Klar machen die ein schlechtes Gewissen. Und so individuell wie diese Sätze für jeden einzelnen sind, so individuell ist ihr Tonfall, der bedrohlich, hysterisch oder auch sachlich sein kann. Toller Vorschlag der Autorinnen ist, dem Gewissen einen Namen zu geben. Es sozusagen zu personifizieren. Dadurch wird es zu einem Gegenüber, mit dem du in Dialog gehen kanst. Und wenn es ein Gegenüber ist, dann ist es nicht mehr "Ich". Dann ist es nicht mehr ganz tief in mir drin, sondern ich kann es anschauen und von außen betrachten. Und damit eben auch leichter kontra geben.

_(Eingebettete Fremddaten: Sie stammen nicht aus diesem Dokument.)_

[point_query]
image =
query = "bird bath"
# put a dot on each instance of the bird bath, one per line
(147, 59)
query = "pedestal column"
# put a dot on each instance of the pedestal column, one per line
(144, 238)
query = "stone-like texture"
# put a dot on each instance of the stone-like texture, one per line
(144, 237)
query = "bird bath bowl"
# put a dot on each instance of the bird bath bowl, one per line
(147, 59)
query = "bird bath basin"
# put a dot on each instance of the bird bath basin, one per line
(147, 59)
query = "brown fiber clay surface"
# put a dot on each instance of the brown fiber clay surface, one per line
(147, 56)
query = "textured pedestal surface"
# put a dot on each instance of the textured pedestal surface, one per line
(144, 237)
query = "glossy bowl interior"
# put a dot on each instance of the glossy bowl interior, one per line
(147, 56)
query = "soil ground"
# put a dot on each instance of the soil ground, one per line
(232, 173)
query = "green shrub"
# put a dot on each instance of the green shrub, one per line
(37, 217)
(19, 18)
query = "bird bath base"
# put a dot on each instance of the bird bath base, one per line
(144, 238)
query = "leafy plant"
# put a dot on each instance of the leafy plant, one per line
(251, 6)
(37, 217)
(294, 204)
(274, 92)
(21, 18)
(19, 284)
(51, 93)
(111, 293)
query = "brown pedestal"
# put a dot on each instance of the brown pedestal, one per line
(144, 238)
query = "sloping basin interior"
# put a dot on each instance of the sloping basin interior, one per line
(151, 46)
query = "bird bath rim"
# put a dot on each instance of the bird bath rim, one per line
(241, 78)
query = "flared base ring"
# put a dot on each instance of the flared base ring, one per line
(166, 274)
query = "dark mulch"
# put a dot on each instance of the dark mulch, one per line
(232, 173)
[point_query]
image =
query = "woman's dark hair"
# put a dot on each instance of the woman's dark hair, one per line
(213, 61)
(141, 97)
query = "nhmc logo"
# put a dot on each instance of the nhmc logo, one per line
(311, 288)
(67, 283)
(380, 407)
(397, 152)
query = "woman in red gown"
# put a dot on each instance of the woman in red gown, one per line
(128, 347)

Zu dem Von-außen-Betrachten gehört dann auch, nachzufragen: Wo kommt dieser Glaubenssatz her? Von meinem Eltern? Und vor allem: so mit etwas Abstand betrachtet: Glaube ich das wirklich? So zu hundert Prozent? Oder weiß ich eigentlich genau, dass dieser Perfektionismus tödlich ist. Dass manchmal weniger viel mehr ist? Dass der Spaß und die Lebensfreude eben auf der Strecke bleiben, wenn ich alles perfekt machen möchte.
Was kannst du gegen Schuldgefühle tun?
Hast du also Schuldgefühle, weil du gegen ein inneres Gesetz verstoßen hast, dann hilft der innere Dreisprung.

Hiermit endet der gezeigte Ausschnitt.